Mis à jour le 13 déc. 2013
Richard Labbé LA PRESSE

Est-ce que le vrai Canadien est celui d'il y a une semaine à peine qui a muselé les gros Bruins de Boston, ce Canadien qui venait de coller cinq victoires de suite? Ou bien est-ce que le vrai Canadien est celui d'hier soir à Philadelphie, pas capable d'«acheter» un but, comme on le dit entre intellectuels du milieu?

Dur à dire.

Ce Canadien de 2013-2014 nous montre souvent deux visages. Celui d'un club qui a des allures de club champion quand tout fonctionne et que le système défensif est appliqué à la perfection. Mais l'autre Canadien, celui d'hier soir, est pas mal plus brouillon, tout croche, sans la moindre parcelle d'imagination en attaque.

Rappelons ici que le Canadien n'affrontait pas hier soir les Devils de Jacques Lemaire, mais bien les décevants Flyers, un club tout à fait ordinaire qui avait généreusement donné 17 buts à ses 3 matchs précédents.

Ce que le Canadien a fait contre ce club parfaitement ordinaire? Rien.
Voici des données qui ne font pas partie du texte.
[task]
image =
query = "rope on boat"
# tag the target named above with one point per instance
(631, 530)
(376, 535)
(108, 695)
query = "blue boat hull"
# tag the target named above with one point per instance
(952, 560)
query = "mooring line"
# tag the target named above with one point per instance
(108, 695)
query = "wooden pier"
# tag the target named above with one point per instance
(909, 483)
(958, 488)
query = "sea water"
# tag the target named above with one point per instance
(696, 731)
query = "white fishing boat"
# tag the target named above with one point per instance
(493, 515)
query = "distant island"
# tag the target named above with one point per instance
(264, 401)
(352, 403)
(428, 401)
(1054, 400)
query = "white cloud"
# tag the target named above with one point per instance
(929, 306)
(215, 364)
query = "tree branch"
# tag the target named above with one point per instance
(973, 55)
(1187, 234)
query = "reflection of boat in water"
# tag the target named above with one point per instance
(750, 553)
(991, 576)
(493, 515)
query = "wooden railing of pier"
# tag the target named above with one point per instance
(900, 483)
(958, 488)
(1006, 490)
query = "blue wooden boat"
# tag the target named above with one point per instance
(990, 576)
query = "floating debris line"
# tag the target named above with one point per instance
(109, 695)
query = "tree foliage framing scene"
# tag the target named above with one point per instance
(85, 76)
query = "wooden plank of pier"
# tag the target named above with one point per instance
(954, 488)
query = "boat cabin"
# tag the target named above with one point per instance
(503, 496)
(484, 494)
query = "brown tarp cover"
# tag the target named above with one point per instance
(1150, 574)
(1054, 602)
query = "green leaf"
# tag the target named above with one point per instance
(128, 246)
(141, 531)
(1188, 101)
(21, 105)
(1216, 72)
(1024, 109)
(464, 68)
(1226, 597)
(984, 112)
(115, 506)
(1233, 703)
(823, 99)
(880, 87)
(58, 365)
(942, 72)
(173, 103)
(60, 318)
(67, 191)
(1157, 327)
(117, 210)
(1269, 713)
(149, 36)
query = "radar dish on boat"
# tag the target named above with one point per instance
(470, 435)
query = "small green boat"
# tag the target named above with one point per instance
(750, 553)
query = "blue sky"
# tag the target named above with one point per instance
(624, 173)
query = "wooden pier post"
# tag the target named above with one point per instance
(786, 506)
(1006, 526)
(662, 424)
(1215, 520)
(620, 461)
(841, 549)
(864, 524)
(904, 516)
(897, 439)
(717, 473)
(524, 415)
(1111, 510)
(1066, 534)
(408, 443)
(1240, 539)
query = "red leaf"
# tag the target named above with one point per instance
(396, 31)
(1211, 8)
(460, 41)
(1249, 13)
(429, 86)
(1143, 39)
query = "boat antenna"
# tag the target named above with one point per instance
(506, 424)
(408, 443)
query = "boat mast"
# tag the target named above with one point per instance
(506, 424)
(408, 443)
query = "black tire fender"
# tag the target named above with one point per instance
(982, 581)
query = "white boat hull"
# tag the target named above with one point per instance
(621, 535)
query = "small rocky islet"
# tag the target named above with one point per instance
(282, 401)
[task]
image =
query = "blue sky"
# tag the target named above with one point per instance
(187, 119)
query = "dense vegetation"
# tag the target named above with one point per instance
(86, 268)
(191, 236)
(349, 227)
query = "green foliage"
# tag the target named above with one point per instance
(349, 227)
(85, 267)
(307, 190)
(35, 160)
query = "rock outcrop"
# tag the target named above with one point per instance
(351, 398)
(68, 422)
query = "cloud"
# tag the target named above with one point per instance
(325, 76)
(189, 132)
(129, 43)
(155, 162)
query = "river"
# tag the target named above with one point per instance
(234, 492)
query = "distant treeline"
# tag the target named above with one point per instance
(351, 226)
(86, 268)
C'est lors de soirs comme celui-là que les mêmes défauts ressortent. C'est lors de soirs comme celui-là qu'on se demande à quoi pensait Marc Bergevin quand il a choisi de tenter sa chance avec George Parros. À quoi il pensait quand il est allé chercher Douglas Murray.

C'est sans oublier Daniel Brière, dont le rôle au sein de cette équipe n'est pas encore très clair plus de deux mois après le début de la saison. C'est une chose que de ne pas récolter de points, mais encore faudrait-il savoir ce que Brière doit apporter à l'équipe. Ça, on ne le sait toujours pas.

Alors, quel est le véritable visage du Canadien de 2013-2014? Mystère.

On ne va évidemment pas se mettre à exiger la tête du coach, du capitaine et du directeur général parce qu'il y a deux défaites de suite au compteur. Mais disons que tout ça ressemble étrangement au scénario de la saison précédente, quand le Canadien pouvait avoir l'air d'un club champion un soir, puis d'un club parfaitement médiocre le soir suivant.

Pas besoin de vous rappeler comment cela s'était terminé, n'est-ce pas?